In Federalist No. 42, Madison explained why these provisions were written into the Constitution:

It were doubtless to be wished that the power of prohibiting the importation of slaves, had not been postponed until the year 1808, or rather that it had been suffered to have immediate operation. But it is not difficult to account either for this restriction on the general government, or for the manner in which the whole clause is expressed. It ought to be considered as a great point gained in favor of humanity, that a period of twenty years may terminate for ever within these States, a traffic which has so long and so loudly upbraided the barbarism of modern policy; that within that period it will receive a considerable discouragement from the federal Government, and may be totally abolished by a concurrence of the few States which continue the unnatural traffic, in the prohibitory example which has been given by so great a majority of the Union.

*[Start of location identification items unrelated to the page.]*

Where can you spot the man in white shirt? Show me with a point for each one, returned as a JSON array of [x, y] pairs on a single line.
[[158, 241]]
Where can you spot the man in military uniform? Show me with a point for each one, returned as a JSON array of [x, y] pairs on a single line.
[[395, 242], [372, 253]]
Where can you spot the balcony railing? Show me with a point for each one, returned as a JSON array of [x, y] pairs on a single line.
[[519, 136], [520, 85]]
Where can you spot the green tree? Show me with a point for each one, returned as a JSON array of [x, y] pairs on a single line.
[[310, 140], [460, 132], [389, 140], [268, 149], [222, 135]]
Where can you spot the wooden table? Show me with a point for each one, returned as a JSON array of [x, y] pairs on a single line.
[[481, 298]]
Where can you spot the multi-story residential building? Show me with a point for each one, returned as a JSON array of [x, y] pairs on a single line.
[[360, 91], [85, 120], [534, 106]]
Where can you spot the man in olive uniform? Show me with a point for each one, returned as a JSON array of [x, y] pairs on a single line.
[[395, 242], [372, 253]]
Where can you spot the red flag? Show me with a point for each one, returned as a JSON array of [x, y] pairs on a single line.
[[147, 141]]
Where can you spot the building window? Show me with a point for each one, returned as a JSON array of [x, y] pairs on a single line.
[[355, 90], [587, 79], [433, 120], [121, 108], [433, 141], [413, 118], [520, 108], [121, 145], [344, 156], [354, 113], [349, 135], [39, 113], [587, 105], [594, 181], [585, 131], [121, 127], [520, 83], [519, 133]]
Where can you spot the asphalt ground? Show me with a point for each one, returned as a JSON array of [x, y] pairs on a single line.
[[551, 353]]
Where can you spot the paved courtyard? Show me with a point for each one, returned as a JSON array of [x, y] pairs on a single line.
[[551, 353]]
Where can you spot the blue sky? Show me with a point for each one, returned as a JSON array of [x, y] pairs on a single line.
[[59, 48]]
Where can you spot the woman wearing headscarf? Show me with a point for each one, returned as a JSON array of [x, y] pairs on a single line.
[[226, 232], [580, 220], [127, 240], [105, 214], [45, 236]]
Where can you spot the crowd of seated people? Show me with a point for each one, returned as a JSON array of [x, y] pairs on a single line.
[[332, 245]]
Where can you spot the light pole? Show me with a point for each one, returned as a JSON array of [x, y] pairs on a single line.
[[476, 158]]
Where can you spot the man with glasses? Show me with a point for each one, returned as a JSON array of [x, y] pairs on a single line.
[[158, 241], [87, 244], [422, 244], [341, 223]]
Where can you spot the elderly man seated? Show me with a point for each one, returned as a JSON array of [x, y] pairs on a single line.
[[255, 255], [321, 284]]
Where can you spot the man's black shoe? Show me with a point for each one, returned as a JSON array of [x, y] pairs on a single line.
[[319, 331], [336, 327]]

Happy would it be for the unfortunate Africans, if an equal prospect lay before them, of being redeemed from the oppressions of their European brethren! Attempts have been made to pervert this clause into an objection against the Constitution, by representing it on one side as a criminal toleration of an illicit practice, and on another, as calculated to prevent voluntary and beneficial emigrations from Europe to America. I mention these misconstructions, not with a view to give them an answer, for they deserve none; but as specimens of the manner and spirit in which some have thought fit to conduct their opposition to the proposed government.

Because of the provisions of the Constitution protecting the slave trade, the Three-Fifths Clause, and the Fugitive Slave Clause, Frederick Douglass said of the Constitution: “it was ‘conceived in sin, and shapen in iniquity.'” Douglass explained

Had the Constitution dropped down from the blue overhanging sky, upon a land uncursed by slavery , and without an interpreter, although some difficulty might have occurred in applying its manifold provisions, yet so cunningly is it framed, that no one would have imagined that it recognized or sanctioned slavery. But having a terrestrial, and not a celestial origin, we find no difficulty in ascertaining its meaning in all the parts which we allege to relate to slavery. Slavery existed before the Constitution, in the very States by whom it was made and adopted. — Slaveholders took a large share in making it. It was made in view of the existence of slavery, and in a manner well calculated to aid and strengthen that heaven-daring crime.

 

America would have to fight a bloody Civil War before slavery was fully abolished via the 13th Amendment, reading –

Section 1.
Neither slavery nor involuntary servitude, except as a punishment for crime whereof the party shall have been duly convicted, shall exist within the United States, or any place subject to their jurisdiction.

Section 2.
Congress shall have power to enforce this article by appropriate legislation.